Dalam putusannya Selasa lalu (12/7), Mahkamah Arbitrase Internasional menetapkan kemenangan bagi Filipina dalam sengketa wilayah kedua negara di Laut China Selatan.
Pengadilan internasional ini menyatakan klaim historis China atas wilayah Laut China Selatan tidak sah.
Dalam jumpa pers di kantornya, Kamis (14/7), juru bicara Kementerian Luar Negeri Arrmanatha Nasir menekankan kembali pentingnya stabilitas di Laut China Selatan sebab hal ini mendorong pesatnya pembangunan negara-negara di kawasan dalam beberapa dasawarsa terakhir.

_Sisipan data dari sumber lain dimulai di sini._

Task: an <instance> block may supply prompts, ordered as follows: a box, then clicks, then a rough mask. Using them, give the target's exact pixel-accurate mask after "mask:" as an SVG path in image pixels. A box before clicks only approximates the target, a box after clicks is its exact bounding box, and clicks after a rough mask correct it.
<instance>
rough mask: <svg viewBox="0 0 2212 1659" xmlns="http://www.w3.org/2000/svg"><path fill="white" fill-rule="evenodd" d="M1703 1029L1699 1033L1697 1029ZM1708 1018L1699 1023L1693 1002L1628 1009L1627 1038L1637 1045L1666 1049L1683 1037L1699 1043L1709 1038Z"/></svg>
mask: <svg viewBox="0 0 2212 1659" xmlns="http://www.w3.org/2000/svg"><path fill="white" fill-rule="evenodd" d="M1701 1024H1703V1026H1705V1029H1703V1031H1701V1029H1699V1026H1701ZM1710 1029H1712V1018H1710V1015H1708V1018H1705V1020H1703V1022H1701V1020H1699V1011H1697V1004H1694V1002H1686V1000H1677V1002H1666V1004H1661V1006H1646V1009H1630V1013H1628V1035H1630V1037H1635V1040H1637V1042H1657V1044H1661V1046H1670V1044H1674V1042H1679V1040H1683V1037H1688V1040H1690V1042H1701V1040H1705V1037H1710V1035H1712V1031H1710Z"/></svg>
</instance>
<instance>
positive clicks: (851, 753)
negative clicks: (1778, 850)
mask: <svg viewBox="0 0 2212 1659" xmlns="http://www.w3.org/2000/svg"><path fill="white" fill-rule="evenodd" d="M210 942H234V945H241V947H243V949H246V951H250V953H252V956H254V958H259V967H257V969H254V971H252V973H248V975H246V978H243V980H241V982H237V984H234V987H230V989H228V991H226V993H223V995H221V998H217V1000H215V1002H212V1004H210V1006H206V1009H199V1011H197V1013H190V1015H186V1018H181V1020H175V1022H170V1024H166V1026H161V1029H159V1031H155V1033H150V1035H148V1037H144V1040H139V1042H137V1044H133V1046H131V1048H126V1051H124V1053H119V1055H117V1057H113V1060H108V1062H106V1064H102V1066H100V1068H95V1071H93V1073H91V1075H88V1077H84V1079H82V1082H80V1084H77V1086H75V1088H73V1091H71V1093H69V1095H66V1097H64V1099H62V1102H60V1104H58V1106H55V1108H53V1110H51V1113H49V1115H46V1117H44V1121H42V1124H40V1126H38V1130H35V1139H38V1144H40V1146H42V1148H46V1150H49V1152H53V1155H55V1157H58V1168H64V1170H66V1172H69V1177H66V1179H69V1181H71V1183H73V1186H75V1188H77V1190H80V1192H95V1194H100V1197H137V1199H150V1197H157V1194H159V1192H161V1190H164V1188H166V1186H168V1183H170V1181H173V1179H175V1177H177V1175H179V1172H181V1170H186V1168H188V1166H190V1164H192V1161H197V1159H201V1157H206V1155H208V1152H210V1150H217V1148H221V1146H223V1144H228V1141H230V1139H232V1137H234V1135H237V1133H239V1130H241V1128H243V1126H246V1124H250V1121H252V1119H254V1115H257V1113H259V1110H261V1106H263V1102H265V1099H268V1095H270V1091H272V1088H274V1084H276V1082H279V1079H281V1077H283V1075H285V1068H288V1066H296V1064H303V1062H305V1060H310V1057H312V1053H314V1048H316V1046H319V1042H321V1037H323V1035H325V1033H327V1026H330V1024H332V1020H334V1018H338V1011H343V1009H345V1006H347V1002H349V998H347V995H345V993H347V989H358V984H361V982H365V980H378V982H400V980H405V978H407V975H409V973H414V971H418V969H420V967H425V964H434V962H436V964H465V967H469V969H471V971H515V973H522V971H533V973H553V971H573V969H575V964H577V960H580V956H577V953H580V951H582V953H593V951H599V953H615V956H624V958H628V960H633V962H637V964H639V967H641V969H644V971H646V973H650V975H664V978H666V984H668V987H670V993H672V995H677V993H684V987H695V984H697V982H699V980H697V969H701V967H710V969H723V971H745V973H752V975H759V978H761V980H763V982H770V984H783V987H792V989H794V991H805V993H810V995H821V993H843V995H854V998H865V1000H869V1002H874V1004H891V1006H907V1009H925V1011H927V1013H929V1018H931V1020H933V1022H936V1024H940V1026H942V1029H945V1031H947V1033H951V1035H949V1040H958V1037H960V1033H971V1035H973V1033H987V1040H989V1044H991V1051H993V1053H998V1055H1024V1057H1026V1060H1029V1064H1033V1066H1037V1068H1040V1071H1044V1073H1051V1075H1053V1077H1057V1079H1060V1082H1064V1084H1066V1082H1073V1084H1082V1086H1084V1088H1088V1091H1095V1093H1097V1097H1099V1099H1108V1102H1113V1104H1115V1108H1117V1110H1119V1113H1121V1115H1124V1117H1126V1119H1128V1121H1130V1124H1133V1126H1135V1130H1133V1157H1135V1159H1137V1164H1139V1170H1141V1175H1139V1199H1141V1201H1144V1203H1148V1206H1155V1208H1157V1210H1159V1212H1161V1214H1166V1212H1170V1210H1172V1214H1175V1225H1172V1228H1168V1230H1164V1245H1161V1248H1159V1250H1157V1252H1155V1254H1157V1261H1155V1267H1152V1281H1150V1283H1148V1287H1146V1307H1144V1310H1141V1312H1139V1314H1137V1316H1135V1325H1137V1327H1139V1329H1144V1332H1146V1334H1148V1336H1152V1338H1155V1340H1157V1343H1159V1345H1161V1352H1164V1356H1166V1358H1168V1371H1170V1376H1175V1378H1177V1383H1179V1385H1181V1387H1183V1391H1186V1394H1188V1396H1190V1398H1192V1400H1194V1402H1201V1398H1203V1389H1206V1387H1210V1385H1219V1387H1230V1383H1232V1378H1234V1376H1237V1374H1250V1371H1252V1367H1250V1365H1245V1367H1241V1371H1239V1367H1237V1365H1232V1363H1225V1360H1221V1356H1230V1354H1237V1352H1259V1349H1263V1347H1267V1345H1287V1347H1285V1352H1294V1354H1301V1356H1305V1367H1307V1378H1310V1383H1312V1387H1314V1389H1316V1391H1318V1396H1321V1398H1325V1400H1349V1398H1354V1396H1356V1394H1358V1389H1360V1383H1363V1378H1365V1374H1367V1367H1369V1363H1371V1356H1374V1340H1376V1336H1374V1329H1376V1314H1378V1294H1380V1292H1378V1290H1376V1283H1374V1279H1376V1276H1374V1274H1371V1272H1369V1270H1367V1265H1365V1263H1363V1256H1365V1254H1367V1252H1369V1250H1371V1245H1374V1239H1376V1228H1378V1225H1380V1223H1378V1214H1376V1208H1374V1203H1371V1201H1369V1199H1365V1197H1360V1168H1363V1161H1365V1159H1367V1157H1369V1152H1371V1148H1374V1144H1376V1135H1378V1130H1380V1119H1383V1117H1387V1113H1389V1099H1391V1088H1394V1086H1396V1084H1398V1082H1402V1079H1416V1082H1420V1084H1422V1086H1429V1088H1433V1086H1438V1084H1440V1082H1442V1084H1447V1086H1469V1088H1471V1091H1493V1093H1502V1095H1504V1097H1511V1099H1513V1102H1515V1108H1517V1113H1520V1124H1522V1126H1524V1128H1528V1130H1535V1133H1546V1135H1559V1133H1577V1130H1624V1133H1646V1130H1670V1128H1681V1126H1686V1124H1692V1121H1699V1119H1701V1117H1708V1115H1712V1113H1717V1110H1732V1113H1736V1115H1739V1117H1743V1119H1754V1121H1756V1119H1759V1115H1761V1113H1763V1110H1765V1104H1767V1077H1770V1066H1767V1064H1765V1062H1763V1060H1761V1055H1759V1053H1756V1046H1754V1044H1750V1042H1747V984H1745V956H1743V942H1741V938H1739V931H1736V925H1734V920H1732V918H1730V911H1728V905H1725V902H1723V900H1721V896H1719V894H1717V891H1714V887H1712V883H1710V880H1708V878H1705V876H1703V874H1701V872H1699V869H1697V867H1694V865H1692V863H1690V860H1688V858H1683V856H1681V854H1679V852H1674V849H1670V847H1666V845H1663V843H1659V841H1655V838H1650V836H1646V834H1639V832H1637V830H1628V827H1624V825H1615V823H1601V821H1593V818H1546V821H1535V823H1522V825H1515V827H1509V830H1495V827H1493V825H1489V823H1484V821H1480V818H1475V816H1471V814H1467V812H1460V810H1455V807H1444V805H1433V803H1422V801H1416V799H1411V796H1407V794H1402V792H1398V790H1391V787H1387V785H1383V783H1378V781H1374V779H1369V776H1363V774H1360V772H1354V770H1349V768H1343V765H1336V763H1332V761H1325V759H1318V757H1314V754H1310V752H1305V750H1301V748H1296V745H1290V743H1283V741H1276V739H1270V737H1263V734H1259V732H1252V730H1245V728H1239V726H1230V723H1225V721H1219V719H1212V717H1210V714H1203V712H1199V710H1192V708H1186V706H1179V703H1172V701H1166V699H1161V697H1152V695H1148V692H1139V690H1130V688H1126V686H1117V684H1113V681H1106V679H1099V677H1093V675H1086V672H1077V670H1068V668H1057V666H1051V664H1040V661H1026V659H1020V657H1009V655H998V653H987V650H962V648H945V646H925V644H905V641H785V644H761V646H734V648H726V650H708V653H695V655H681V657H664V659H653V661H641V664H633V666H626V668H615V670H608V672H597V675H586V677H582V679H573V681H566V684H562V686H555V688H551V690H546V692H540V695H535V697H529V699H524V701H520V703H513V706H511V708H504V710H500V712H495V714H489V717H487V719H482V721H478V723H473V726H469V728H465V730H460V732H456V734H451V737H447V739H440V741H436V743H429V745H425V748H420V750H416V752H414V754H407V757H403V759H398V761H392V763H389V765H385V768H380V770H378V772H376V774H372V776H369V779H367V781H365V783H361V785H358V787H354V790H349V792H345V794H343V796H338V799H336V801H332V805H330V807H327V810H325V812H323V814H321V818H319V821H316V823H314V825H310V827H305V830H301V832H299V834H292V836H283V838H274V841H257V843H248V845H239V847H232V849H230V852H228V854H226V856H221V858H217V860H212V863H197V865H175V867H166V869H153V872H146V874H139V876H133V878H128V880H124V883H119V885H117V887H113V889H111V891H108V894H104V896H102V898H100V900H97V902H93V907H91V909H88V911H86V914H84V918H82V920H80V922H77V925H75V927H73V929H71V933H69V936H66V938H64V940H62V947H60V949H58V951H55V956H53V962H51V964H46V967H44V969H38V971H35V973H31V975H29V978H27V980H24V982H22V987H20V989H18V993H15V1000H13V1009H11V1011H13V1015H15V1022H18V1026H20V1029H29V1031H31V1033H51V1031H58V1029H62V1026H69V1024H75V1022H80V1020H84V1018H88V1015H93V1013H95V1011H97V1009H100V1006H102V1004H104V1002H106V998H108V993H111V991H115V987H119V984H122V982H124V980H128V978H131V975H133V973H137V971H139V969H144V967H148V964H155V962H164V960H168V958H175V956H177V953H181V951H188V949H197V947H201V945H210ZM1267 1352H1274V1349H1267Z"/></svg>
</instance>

"Fokus dari pernyataan kita intinya ada dua. Petama, kami ingin menekankan kembali kepada semua pihak dalam menanggapi hasil dari keputusan PCA (Mahkamah Arbitrase Internasional) untuk menahan diri dan mengutamakan upaya untuk menjaga perdamaian dan stabilitas di kawasan. Kita sebagai bagian dari komunitas internasional juga mendorong semua negara mematuhi hukum internasional, dalam konteks ini termasuk UNCLOS," katanya.
Your browser doesn’t support HTML5
Situasi di kawasan langsung memanas setelah pemerintah China menolak dan bahkan tidak mengakui putusan Mahkamah Arbitrase Internasional itu.
Wakil Menteri Luar Negeri China Liu Zhenmin menegaskan pulau-pulau di Laut Cina Selatan sebagai wilayah tak terpisahkan dari China. Dia menyatakan Beijing akan mendeklarasikan zona identifikasi pertahanan udara (ADIZ) di atas perairan Laut Cina Selatan bila merasa terancam.
Beberapa pekan sebelum keluarnya putusan Mahkamah Arbitrase Internasional, Presiden Joko Widodo menggelar rapat di atas kapal perang di perairan Kepulauan Natuna, wilayah kedaulatan Indonesia di Laut Cina Selatan. Presiden menyatakan pengamanan di daerah perbatasan mesti ditingkatkan.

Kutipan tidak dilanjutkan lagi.